Para peneliti juga menemukan bahwa 20% antibiotik tidak diresepkan selama kunjungan langsung, dengan 10% diresepkan melalui telepon. Lainnya sekitar 4% yang diresepkan melalui sistem catatan kesehatan elektronik yang tidak memungkinkan dokter untuk mengumpulkan informasi tentang gejala atau melakukan tes. Selain itu, 4% peresepan ulang, dan 1% diresepkan di portal online. Ini cocok untuk kasus-kasus tertentu, seperti wanita yang menderita infeksi saluran kemih berulang atau remaja yang mengonsumsi antibiotik untuk mengobati jerawat. Untuk mengatasi masalah overprescribing, sementara masih memenuhi kebutuhan yang sebenarnya, para peneliti berencana untuk melihat lebih jauh ke dalam resep ini di fase berikutnya dari penelitian mereka.

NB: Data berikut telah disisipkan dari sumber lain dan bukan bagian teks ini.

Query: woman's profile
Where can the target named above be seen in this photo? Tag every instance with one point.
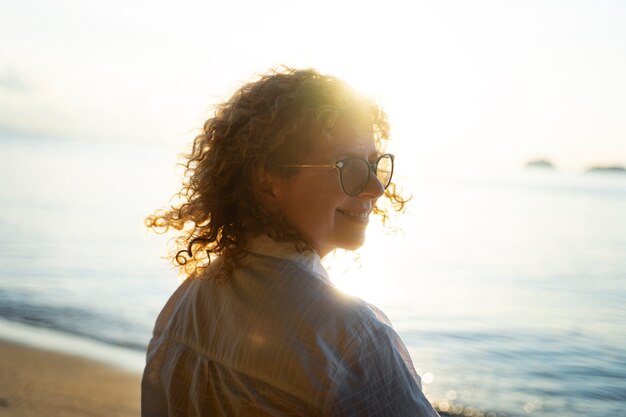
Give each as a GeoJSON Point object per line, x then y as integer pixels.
{"type": "Point", "coordinates": [287, 170]}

“Meskipun 40 tahun uji coba terkontrol secara acak menunjukkan antibiotik tidak membantu untuk sebagian besar batuk dan infeksi sinus, banyak orang yakin mereka tidak akan sembuh tanpa antibiotik dan secara khusus memanggil dokter yang meminta,” kata Linder.
“Di klinik yang ramai, sayangnya hal yang paling efisien untuk dilakukan adalah hanya memanggil resep antibiotik,” katanya.

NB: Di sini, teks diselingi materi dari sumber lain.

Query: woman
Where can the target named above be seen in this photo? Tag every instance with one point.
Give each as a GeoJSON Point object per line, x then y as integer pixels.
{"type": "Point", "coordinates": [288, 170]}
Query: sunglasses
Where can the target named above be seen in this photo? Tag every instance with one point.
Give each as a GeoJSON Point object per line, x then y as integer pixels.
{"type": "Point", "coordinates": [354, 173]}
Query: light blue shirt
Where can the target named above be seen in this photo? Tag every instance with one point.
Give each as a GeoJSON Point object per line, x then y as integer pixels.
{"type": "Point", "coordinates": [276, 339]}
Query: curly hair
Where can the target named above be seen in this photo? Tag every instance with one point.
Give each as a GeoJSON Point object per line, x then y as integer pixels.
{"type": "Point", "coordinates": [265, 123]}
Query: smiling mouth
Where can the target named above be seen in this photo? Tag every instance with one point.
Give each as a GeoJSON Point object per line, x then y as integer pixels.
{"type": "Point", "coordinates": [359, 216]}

“Kami perlu menggali lebih banyak data, tetapi kami percaya ada banyak antibiotik yang meresepkan pilek, gejala flu dan non-spesifik seperti tidak enak badan, tidak ada yang dibantu oleh antibiotik.” Tutupnya.
Sayangnya hingga saat ini di Indonesia belum ada penelitian sejenis untuk menganalisis data resep antibiotik yang overprescribing.
Sumber : Outpatient antibiotic overprescribing is rampant [news release]. San Francisco, CA: October 5, 2018; Infectious Diseases Society of America. eurekalert.org/pub_releases/2018-10/idso-oao100318.php. Accessed October 5, 2018.